Oct 162012
 

Being pregnant makes you do Google searches that you should probably NOT be doing because they’ll either terrify you or they’ll terrify you A LOT.

In the past 48 hours I have Googled the following (no links, I’m that lazy):

  • Butt crack changes color dilation (apparently, IT DOES)
  • How to naturally induce labor
  • Self check cervix dilation (I Googled this like seventeen times)
  • Longest human pregnancy (375 days- baby was healthy but holy shit, that sucks)
  • Castor oil recipes
  • How much castor oil to induce labor
  • Foods containing prostaglandins (no foods contain it unless you count swallowing semen (WHICH I DO NOT))
  • How to turn posterior baby (Spinningbabies.com is now my homepage on my laptop)
  • Image search: mucous plug (Don’t do it.
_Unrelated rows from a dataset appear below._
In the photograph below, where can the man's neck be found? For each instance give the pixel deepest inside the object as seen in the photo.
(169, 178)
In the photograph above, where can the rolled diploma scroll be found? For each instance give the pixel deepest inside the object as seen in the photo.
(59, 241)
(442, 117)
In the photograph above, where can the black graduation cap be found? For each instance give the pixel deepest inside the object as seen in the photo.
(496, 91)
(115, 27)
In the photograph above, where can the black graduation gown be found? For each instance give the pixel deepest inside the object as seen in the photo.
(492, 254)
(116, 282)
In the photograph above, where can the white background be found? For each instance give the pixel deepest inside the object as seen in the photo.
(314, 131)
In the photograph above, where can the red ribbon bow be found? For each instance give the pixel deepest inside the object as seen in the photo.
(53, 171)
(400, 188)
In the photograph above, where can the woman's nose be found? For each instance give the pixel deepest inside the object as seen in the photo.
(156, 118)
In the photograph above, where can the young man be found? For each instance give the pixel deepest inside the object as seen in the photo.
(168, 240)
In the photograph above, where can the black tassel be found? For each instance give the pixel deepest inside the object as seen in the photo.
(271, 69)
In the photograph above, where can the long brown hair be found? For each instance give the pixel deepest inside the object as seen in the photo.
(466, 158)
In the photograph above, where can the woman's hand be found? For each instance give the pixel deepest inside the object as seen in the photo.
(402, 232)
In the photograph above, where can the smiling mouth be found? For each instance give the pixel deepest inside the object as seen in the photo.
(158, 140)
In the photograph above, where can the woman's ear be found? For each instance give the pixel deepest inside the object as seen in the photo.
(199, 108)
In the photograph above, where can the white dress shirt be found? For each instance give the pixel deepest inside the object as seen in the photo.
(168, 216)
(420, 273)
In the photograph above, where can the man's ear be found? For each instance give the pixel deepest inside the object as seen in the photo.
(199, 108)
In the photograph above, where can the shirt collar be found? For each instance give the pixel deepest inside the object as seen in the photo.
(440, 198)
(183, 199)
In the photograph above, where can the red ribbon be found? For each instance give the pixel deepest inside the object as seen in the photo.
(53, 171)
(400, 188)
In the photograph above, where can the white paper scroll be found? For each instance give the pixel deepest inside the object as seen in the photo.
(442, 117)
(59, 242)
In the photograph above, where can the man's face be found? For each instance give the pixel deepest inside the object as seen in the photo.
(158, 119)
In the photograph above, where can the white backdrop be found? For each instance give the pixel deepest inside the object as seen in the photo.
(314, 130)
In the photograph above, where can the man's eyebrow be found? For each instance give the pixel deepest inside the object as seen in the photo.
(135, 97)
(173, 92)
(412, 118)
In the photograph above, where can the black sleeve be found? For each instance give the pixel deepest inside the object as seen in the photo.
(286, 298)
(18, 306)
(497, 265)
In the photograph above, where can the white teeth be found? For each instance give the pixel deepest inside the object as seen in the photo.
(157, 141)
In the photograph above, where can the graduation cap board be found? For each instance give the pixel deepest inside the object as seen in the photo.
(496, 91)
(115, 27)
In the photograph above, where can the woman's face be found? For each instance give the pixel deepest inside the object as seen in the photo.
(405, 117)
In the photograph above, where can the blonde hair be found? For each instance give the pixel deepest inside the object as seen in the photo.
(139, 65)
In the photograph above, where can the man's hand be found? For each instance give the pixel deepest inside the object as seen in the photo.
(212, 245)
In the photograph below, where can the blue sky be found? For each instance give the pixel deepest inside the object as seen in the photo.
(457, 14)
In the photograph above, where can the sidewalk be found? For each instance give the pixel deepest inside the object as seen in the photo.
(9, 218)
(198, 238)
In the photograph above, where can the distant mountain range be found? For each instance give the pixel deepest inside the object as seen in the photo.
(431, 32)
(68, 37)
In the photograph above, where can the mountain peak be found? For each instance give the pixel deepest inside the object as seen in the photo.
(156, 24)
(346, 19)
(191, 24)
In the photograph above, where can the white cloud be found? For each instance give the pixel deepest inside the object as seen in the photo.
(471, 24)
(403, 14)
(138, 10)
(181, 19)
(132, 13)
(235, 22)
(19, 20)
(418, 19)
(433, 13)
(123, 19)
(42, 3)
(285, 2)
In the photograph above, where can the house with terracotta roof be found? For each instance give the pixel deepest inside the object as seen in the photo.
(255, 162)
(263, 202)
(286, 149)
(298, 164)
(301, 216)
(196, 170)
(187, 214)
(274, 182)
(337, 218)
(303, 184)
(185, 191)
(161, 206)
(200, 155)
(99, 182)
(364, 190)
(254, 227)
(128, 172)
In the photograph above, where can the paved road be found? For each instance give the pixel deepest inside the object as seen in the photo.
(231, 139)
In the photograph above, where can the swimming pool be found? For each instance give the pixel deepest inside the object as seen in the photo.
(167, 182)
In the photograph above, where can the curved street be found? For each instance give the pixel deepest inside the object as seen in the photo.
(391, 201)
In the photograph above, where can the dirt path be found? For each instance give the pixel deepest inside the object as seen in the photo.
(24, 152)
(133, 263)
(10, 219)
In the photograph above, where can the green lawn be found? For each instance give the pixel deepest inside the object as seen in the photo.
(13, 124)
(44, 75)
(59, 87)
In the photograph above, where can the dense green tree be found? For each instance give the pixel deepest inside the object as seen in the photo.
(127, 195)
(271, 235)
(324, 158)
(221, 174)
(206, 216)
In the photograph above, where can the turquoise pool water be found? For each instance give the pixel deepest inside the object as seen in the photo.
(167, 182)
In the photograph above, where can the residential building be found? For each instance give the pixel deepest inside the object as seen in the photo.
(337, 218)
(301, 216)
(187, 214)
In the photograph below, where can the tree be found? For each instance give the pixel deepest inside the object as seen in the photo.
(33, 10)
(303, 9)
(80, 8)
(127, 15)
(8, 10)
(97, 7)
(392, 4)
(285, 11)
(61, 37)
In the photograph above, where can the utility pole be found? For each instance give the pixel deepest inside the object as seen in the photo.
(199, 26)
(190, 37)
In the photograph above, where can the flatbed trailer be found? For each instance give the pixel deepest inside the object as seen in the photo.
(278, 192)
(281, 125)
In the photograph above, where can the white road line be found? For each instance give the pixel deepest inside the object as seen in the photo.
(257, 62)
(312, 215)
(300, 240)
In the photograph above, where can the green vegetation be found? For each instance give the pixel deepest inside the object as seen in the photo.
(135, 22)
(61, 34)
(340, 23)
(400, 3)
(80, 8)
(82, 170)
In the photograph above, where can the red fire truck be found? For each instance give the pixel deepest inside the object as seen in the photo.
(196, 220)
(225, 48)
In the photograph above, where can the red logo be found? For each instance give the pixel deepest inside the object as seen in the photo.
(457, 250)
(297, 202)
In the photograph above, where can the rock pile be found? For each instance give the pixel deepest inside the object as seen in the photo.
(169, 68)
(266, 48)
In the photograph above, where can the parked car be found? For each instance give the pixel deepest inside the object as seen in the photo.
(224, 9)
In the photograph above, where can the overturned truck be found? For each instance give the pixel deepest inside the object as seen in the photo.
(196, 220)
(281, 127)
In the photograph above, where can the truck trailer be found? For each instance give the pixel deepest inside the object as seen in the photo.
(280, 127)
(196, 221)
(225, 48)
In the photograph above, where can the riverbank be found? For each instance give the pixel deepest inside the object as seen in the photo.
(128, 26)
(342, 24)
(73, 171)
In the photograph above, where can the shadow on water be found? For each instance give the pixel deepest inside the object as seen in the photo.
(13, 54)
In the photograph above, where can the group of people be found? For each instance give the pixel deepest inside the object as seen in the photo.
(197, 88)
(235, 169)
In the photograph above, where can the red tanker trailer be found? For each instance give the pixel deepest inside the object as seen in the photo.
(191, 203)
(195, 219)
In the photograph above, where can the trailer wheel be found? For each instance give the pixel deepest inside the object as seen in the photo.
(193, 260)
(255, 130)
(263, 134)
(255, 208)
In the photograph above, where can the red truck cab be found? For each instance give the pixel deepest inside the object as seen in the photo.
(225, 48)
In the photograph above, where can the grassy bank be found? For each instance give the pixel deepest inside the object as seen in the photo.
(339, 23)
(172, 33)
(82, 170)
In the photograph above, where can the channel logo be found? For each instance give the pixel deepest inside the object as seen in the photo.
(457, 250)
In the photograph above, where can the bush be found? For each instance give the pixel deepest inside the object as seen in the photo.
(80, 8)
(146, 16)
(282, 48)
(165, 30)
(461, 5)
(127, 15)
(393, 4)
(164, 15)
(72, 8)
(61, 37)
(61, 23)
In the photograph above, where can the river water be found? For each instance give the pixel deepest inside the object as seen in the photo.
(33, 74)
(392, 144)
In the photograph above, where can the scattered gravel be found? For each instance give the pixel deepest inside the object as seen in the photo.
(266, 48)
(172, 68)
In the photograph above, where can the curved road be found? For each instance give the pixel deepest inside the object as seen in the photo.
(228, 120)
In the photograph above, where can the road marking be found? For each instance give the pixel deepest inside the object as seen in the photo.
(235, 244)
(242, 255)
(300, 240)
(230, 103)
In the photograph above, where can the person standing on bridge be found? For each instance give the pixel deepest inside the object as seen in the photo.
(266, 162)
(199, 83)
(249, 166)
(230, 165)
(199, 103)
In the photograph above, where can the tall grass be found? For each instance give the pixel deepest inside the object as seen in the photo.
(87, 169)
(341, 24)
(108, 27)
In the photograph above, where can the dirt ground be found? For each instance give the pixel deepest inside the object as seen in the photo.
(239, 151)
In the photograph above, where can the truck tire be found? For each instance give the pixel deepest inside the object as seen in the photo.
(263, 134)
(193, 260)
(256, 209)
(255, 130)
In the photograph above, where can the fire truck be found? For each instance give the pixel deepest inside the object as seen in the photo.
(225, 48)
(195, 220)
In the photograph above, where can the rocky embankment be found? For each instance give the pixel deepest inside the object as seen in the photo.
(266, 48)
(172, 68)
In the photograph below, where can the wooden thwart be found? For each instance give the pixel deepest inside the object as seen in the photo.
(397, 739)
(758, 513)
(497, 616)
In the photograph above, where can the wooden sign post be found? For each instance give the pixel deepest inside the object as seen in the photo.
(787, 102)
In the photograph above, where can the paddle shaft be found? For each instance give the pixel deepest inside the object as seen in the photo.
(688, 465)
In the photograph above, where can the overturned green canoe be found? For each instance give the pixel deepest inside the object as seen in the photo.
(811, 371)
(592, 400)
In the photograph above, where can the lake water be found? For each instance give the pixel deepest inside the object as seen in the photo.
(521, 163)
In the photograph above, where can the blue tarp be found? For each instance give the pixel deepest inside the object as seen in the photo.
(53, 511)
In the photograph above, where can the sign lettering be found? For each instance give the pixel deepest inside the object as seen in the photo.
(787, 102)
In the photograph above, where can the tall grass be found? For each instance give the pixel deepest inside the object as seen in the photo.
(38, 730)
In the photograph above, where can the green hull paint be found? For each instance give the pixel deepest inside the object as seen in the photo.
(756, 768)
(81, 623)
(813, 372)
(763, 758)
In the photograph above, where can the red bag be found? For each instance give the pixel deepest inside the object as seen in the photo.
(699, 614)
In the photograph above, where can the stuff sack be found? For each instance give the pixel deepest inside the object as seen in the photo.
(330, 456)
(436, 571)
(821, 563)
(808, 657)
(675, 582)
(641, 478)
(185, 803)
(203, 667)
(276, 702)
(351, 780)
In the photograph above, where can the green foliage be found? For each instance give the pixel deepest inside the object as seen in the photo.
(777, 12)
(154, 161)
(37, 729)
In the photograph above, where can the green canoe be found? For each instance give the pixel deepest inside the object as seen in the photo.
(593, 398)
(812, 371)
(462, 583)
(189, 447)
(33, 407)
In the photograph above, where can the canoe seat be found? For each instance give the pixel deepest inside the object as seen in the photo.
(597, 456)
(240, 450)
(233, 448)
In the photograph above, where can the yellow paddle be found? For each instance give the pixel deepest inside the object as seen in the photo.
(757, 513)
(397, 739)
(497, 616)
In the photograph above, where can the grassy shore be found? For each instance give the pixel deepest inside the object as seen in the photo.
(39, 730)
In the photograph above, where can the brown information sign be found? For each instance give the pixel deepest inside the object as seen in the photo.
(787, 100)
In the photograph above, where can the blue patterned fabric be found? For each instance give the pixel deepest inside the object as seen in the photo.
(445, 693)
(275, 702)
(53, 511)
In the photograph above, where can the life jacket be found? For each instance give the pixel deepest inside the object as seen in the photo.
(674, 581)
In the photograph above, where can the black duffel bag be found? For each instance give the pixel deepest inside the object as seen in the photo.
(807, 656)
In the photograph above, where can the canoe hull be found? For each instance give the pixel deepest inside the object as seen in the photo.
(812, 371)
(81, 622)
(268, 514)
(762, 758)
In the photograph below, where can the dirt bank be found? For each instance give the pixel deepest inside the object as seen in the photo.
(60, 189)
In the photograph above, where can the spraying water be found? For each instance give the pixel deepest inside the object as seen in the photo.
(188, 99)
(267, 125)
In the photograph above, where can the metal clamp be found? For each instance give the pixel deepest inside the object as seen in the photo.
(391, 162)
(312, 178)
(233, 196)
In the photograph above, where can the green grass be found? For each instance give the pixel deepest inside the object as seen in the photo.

Just don’t.)
  • Bad smelling dark pee during pregnancy (duh, drink more water)
  • Is nausea a sign of labor? (It is, but not one of the important ones, like having contractions)

I really should take a break from researching stuff that will only scare the shit out of me but not actually help the baby come out. He’ll get here when he gets here, right? I just need to chill out and be patient. And drink tons of water. And rest. If you want to keep up with my constant bitching about STILL being pregnant (which doesn’t bother me, I’m mostly being sarcastic and not actually upset about it) follow me on Twitter or Instagram- @laurenacarlton is my name for both. Ch-ch-check it out.

 Posted by at 10:43 pm

  13 Responses to “According To Google, I’m Still Pregnant And A Little Messed Up.”

  1. You’re only gonna be pregnant for a little longer, so abuse your husband. That’s a perk of being pregnant right? And enjoy how extra cute and glow-y you look. Don’t google anything else, even though I really enjoy learning random facts of pregnancy.

  2. LOL…..I <3 you. Clif and I were just discussing you and your situation….we both agreed how right now sucks for you ;) I hope that brings you some comfort…This is the type therapy your bff brings to you and why you love me so much. Just a little while longer and he will be here, I promise :)

    • The only reason I am eager to get him OUT is because lately my blood pressure has been high and it makes me nervous. Other than that, he’s totally cool to hang out in there for as long as he wants.

  3. Butt cack discoloration? I think I am gonna quit reading your blog until after Big Boy is born. You are getting too base for me. Starting to lose my appetite.

    • For the record, it apparently happens when you go into labor- it wasn’t a search brought on by a symptom I actually have. Someone on Twitter told me about it. So blame her.

      • I don’t blame anyone, just don’t want or need to know about any sort of discoloration.

        • Write about a good book you’ve read recently (but not a book about discoloration), a good movie, or some good music. Real life is too messy, smells, and is dicolored.

  4. It is not just the destination, but the journey. Preganancy – life in general – is a journey. Make the most of each moment and instead of ‘googling,’ go for a walk at the mall and go ‘oogling.’

  5. …and don’t make fun of my misspelling of ‘pregnancy’ – getting older and blinder is just part of the journey too! lol

  6. I know you aren’t going to stop googling…I wouldn’t lol. Tap into your pregnancy rage! haha

  7. No need to stop googling, but I’m sure baby boy will be here before you know it.